Explore significant moments in HarperCollins history
Title page for Open the Door by Mabel O’Donnell, illustrated by Florence and Margaret Hoopes, which was part of the Alice and Jerry Reading Program.
Textbook Publishing: Row, Peterson & Co.
Robert Row was a textbook author and teacher. Isaac Peterson had considerable experience as a textbook salesman as well as the willingness to risk his life savings. Together, they founded Row, Peterson & Co. by publishing Essential Studies in English, which sold at a rate of 100,000 copies a year.
More educational titles soon followed. The Free and Treadwell Primer (1910), the start of a series of elementary readers, was the first reading text to use color. The series went on to sell more than 14 million copies. Growth of a Nation became the first history text since the Civil War to sell both north and south of the Mason-Dixon Line. In 1929, the company created its drama department, which served schools and amateur theater organizations by publishing hundreds of influential plays.

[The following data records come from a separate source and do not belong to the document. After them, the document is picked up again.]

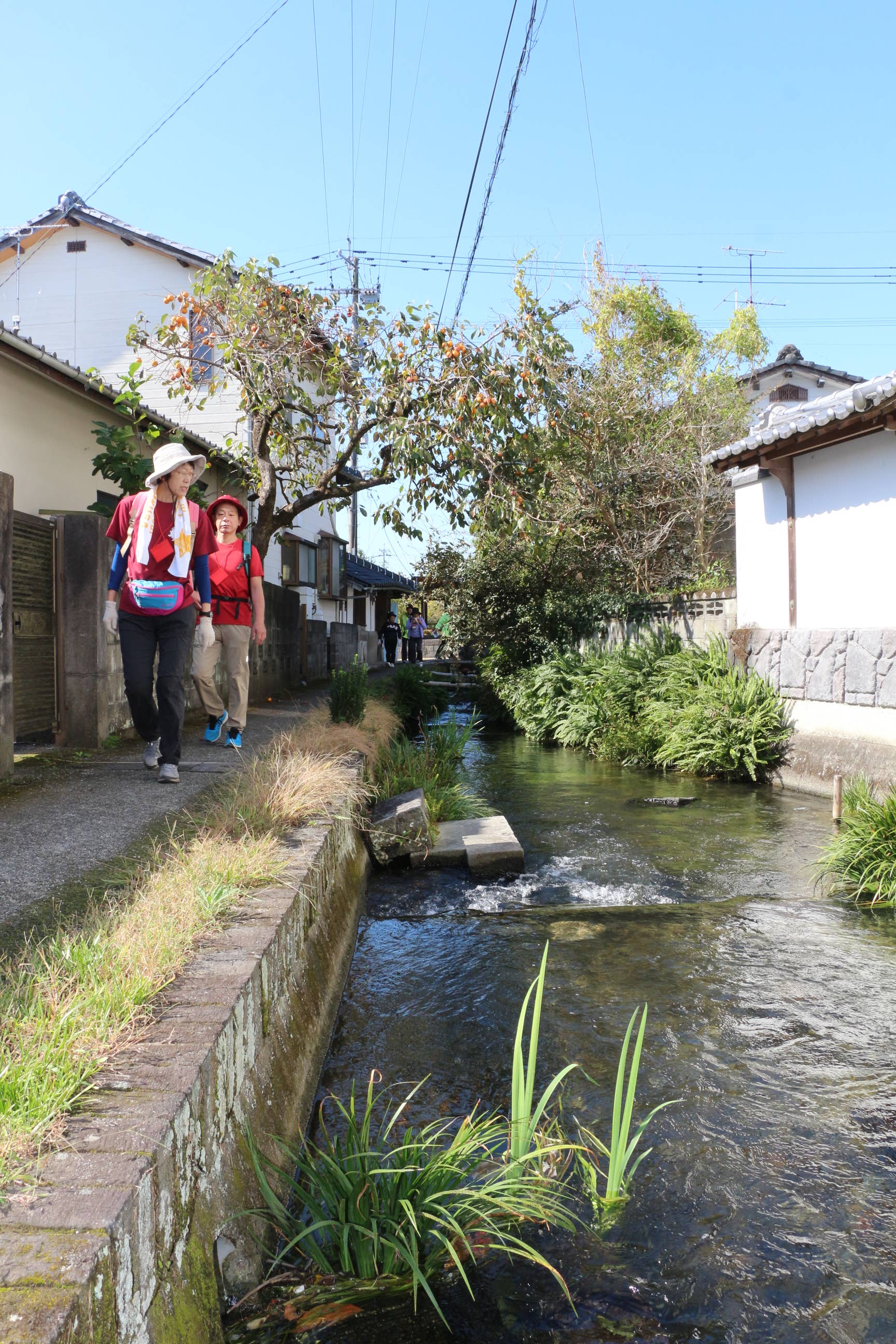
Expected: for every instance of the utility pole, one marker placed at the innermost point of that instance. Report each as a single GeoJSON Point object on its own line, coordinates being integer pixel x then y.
{"type": "Point", "coordinates": [356, 293]}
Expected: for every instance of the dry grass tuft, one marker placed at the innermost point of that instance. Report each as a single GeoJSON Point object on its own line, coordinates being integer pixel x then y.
{"type": "Point", "coordinates": [69, 1002]}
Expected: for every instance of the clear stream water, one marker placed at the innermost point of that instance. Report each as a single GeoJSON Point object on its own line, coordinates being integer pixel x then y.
{"type": "Point", "coordinates": [767, 1209]}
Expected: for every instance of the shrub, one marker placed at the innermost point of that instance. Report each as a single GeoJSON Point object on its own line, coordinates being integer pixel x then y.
{"type": "Point", "coordinates": [656, 703]}
{"type": "Point", "coordinates": [415, 698]}
{"type": "Point", "coordinates": [861, 858]}
{"type": "Point", "coordinates": [733, 726]}
{"type": "Point", "coordinates": [348, 693]}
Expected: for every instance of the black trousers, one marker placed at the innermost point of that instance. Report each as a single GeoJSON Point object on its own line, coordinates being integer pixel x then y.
{"type": "Point", "coordinates": [140, 637]}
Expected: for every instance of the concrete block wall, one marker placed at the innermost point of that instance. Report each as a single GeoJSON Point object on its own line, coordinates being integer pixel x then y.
{"type": "Point", "coordinates": [7, 729]}
{"type": "Point", "coordinates": [694, 616]}
{"type": "Point", "coordinates": [343, 644]}
{"type": "Point", "coordinates": [836, 667]}
{"type": "Point", "coordinates": [316, 666]}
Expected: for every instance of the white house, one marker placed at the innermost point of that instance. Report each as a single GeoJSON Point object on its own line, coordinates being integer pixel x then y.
{"type": "Point", "coordinates": [790, 378]}
{"type": "Point", "coordinates": [816, 552]}
{"type": "Point", "coordinates": [73, 280]}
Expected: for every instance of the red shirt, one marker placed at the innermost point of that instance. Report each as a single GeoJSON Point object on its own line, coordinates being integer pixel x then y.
{"type": "Point", "coordinates": [164, 521]}
{"type": "Point", "coordinates": [228, 575]}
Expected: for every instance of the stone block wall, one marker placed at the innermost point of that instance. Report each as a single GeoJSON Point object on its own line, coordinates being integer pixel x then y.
{"type": "Point", "coordinates": [838, 667]}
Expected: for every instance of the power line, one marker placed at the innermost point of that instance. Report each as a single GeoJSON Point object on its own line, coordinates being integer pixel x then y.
{"type": "Point", "coordinates": [389, 123]}
{"type": "Point", "coordinates": [188, 99]}
{"type": "Point", "coordinates": [587, 117]}
{"type": "Point", "coordinates": [522, 66]}
{"type": "Point", "coordinates": [360, 121]}
{"type": "Point", "coordinates": [320, 121]}
{"type": "Point", "coordinates": [410, 119]}
{"type": "Point", "coordinates": [469, 190]}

The company made a deal with Copp Clark Co. in 1939 to reprint and distribute readers and textbooks in Canada, and a similar arrangement with a London firm saw Row, Peterson books appear throughout the British Commonwealth. A partnership with Hiroshima Publishing Company resulted in Japanese translations of some of Row, Peterson’s most popular texts. Deals in a number of other international markets followed.
Further milestones in the publisher’s history during the 1940s included the release of the Alice and Jerry Reading Program, a set of revolutionary textbooks that sold more than 100 million copies; the creation of widely respected Basic Science Unitexts; and the innovative Row, Peterson Textfilms, which were short films designed to accompany particular textbooks. In 1951, the publisher established a dedicated college department, which included textbooks for every education level from kindergarten to college.
The merger of Row, Peterson & Co. with Harper & Brothers in 1962 created Harper & Row, which was dubbed “one of the larger, better-diversified members of the book-publishing fraternity,” according to Barron’s National Business and Financial Weekly.